Le projet de zone à émissions de soufre contrôlées (SECA) en Méditerranée sera soumis à l’OMI en juin 2022 pour une entrée en vigueur à la mi-2025. Un long chemin diplomatique pour parvenir au consensus des 20 pays concernés. En attendant, les ports de Méditerranée avancent sur l’électricité à quai et les navires s’équipent de filtres mais les coûts sont élevés malgré le soutien du plan régional « Escale zéro fumée ».

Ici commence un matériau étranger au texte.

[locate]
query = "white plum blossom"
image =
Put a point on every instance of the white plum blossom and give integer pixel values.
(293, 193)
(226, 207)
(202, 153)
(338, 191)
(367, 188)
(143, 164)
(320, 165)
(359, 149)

Le temps des riverains n’est pas celui de la réglementation. 2025 semble une échéance bien lointaine pour ceux qui vivent près des ports de Marseille et Toulon et qui attendent avec impatience l’instauration d’une zone à faible émission de soufre en Méditerranée à 0,1 %.Dans la meilleure des hypothèses, elle sera déployée à la mi-2025, selon Michel Ardohain, chef du bureau de la transition écologique des navires, invité au Palais de la mer de Toulon, à la troisième journée méditerranéenne de l’air dans les ports le 28 avril 2022. « C’est une course de fond diplomatique avec une vingtaine d’États impliqués à des niveaux de développement différents. Le projet de zone à émissions de soufre contrôlées (SECA) sera soumis à l’OMI en juin 2022. Quant à l’initiative FuelEu Maritime, elle imposera le branchement à quai des navires à passagers et des porte-conteneurs en 2035 ».L’instauration d’une zone SECA dans la région aura non seulement des bénéfices sur la santé humaine mais également sur les monuments, la pollution dégradant leurs façades de manière anticipée et coûtant 5 milliards d’euros par an, selon Mario Dogliani, directeur de la Fondation Philippe Cousteau. La Méditerranée accueille 30 % des touristes dans le monde et 34 % viennent pour la culture.
« Escale zéro fumée »
Associations environnementales, armateurs, élus, autorités portuaires de Méditerranée se sont réunis, le 28 avril 2022 à Toulon, à l’initiative d’Atmosud et Qualitair, organismes indépendants de mesure de la qualité de l’air en Provence-Alpes-Côte d’Azur et Corse.« Dès 2017, nous avons rassemblé ceux qui avaient le sentiment de subir les pollutions et ceux qui les émettent. Puis en 2019, la région PACA a lancé le plan à « Escale zéro fumée » doté de 30 millions d’euros (voir article de NPI).Toulon, Nice, Bastia, Ajaccio, Gênes et Cagliari sont engagés dans le programme « Aer Nostrum » visant à établir un observatoire transfrontalier de la qualité de l’air », a expliqué Pierre-Charles Maria, président d’Atmosud.Mohamed Mahali, président de la commission politique de la formation et de l’emploi à la région Sud, a détaillé l’affectation de cette somme : « 20 millions d’euros sont affectés aux infrastructures portuaires, 5 millions aux équipements électriques des navires, 2 millions pour encourager le mix énergétique, 1 million pour le développement du GNL dans les ports, 1 million pour le filtre à particules et 1million pour les associations de défense de l’environnement ».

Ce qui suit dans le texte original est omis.